La luz que salía por la puerta abierta del cuarto de baño había cambiado, se había vuelto más brillante. Deseó que el reloj sonara y le indicara cuánto tiempo quedaba, pero permanecía obstinadamente silencioso.

«La otra vez estuvo fuera cincuenta horas —recordó—. Y qué. Ahora puede estar ochenta. O puede que oigas llegar el Cherokee dentro de cinco segundos. Por si no lo sabes, amigo, el Departamento de Meteorología puede transmitir avisos de tormentas, pero cuando se trata de predecir con exactitud dónde y cuándo van a atacar, no tiene ni puñetera idea».

—Es cierto —dijo, e hizo rodar la silla hacia el cuarto de baño.

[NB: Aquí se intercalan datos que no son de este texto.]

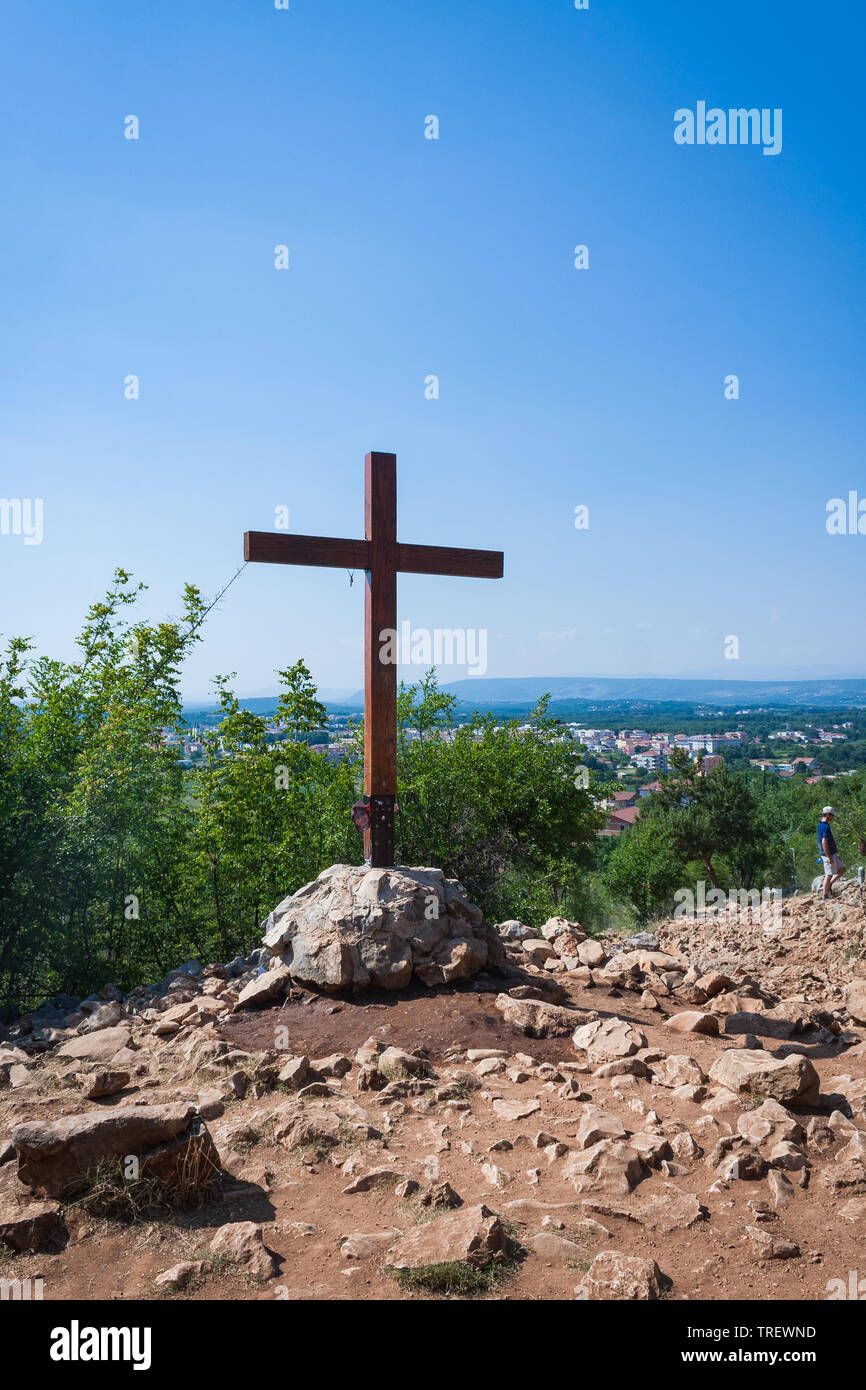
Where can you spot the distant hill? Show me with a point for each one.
(519, 694)
(736, 694)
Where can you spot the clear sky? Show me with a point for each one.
(409, 257)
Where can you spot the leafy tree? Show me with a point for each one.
(645, 869)
(711, 816)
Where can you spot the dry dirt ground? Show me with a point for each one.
(488, 1153)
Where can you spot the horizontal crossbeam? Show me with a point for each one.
(448, 559)
(306, 549)
(273, 548)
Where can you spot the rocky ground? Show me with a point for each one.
(677, 1115)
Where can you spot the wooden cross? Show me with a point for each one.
(381, 556)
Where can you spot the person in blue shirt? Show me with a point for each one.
(833, 865)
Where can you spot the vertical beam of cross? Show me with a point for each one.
(381, 556)
(380, 677)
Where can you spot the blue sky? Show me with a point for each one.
(605, 387)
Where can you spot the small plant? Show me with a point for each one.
(460, 1279)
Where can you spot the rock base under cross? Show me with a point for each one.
(356, 929)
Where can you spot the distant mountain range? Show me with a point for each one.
(499, 692)
(520, 690)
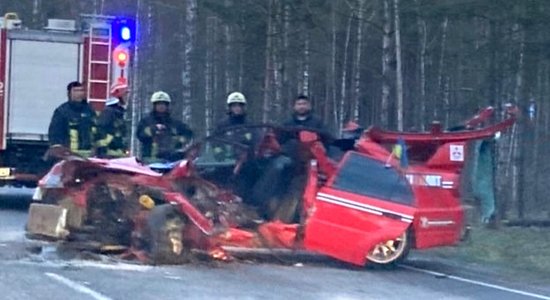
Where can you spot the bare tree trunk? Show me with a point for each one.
(521, 142)
(286, 59)
(188, 46)
(357, 64)
(277, 61)
(305, 78)
(229, 86)
(440, 83)
(344, 78)
(268, 64)
(423, 41)
(399, 75)
(36, 10)
(332, 77)
(384, 113)
(209, 74)
(135, 103)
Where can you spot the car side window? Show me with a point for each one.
(365, 176)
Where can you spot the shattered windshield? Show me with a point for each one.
(362, 175)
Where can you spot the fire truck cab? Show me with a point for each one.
(35, 67)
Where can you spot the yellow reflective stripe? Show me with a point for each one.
(154, 150)
(147, 131)
(106, 141)
(73, 139)
(117, 153)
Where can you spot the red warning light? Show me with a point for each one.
(121, 57)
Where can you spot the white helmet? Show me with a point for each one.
(160, 96)
(236, 97)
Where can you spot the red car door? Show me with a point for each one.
(363, 204)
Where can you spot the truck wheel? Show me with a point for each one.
(164, 235)
(391, 251)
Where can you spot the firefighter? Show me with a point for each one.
(160, 135)
(236, 112)
(236, 117)
(303, 116)
(73, 122)
(111, 126)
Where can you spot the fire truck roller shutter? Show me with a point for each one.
(39, 72)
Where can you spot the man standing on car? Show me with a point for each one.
(111, 126)
(160, 135)
(73, 122)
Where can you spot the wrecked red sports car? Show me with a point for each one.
(278, 188)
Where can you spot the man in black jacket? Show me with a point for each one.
(73, 122)
(161, 135)
(111, 126)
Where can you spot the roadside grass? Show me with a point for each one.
(510, 248)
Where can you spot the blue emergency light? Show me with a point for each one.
(125, 33)
(124, 30)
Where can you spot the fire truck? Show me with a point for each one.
(35, 67)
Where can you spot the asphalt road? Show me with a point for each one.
(24, 275)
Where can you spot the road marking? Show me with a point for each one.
(475, 282)
(77, 287)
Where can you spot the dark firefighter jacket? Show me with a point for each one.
(111, 132)
(311, 121)
(73, 126)
(289, 139)
(161, 136)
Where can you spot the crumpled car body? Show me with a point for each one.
(357, 206)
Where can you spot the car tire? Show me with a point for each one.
(164, 236)
(391, 252)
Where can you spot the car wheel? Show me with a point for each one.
(391, 251)
(164, 231)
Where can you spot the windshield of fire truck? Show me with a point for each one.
(365, 176)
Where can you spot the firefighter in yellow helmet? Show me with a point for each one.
(160, 134)
(111, 126)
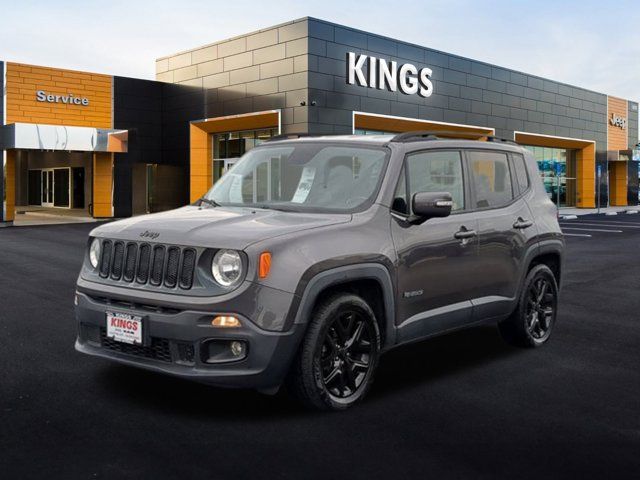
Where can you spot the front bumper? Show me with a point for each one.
(175, 343)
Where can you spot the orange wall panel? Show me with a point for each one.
(617, 138)
(103, 185)
(201, 163)
(10, 183)
(618, 183)
(23, 81)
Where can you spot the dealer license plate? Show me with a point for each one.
(124, 328)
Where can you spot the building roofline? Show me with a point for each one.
(385, 37)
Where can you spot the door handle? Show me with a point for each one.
(521, 224)
(464, 234)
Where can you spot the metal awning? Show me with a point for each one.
(33, 136)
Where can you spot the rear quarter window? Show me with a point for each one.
(521, 172)
(490, 178)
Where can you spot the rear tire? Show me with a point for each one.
(531, 324)
(338, 357)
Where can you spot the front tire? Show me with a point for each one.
(336, 363)
(531, 324)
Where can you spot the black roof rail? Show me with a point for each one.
(444, 135)
(290, 136)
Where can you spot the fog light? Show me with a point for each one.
(237, 349)
(227, 321)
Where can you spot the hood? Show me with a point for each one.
(217, 227)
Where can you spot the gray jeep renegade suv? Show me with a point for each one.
(313, 256)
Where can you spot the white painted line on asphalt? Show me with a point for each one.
(592, 230)
(608, 224)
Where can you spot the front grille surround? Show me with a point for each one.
(141, 263)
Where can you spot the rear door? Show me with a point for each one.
(436, 258)
(500, 188)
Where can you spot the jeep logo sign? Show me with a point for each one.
(69, 99)
(372, 72)
(618, 121)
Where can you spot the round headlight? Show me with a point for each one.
(226, 267)
(94, 253)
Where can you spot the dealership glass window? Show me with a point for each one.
(557, 169)
(229, 146)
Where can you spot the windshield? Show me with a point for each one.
(305, 176)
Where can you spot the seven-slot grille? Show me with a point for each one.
(144, 263)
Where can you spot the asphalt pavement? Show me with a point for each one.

Al asomarse, vio una habitación austera con suelo de baldosas hexagonales. Una bañera, oxidada alrededor del sumidero, se alzaba sobre unas patas curvas. A su lado había un armario para guardar toallas y ropa de cama. Al frente, un lavabo. Sobre éste, un botiquín.

El cubo estaba dentro de la bañera; pudo ver el borde de plástico.

El pasillo tenía la suficiente anchura para poder girar poniéndose de frente a la puerta; pero sus brazos temblaban de agotamiento. Había sido un niño enfermizo y, por ello, de adulto intentaba cuidarse lo mejor posible; pero sus músculos eran ahora los de un inválido y el niño enfermizo había vuelto como si todo el tiempo empleado en hacer gimnasia, en correr y en mover la máquina Nautilus hubiese sido sólo un sueño.

Al menos, esa puerta era más ancha; no demasiado, pero lo suficiente para que el paso no resultase tan escalofriante como el anterior. Saltó sobre el umbral y las duras ruedas de la silla rodaron suavemente por las baldosas. Olió algo agrio que asoció instintivamente con hospitales. Tal vez era «Lysol». Como había sospechado, no había inodoro. El único inodoro de la casa debía de estar en el piso de arriba, porque cada vez que utilizaba el orinal ella subía las escaleras. Allí sólo había una bañera, el lavabo y el armario con las puertas abiertas.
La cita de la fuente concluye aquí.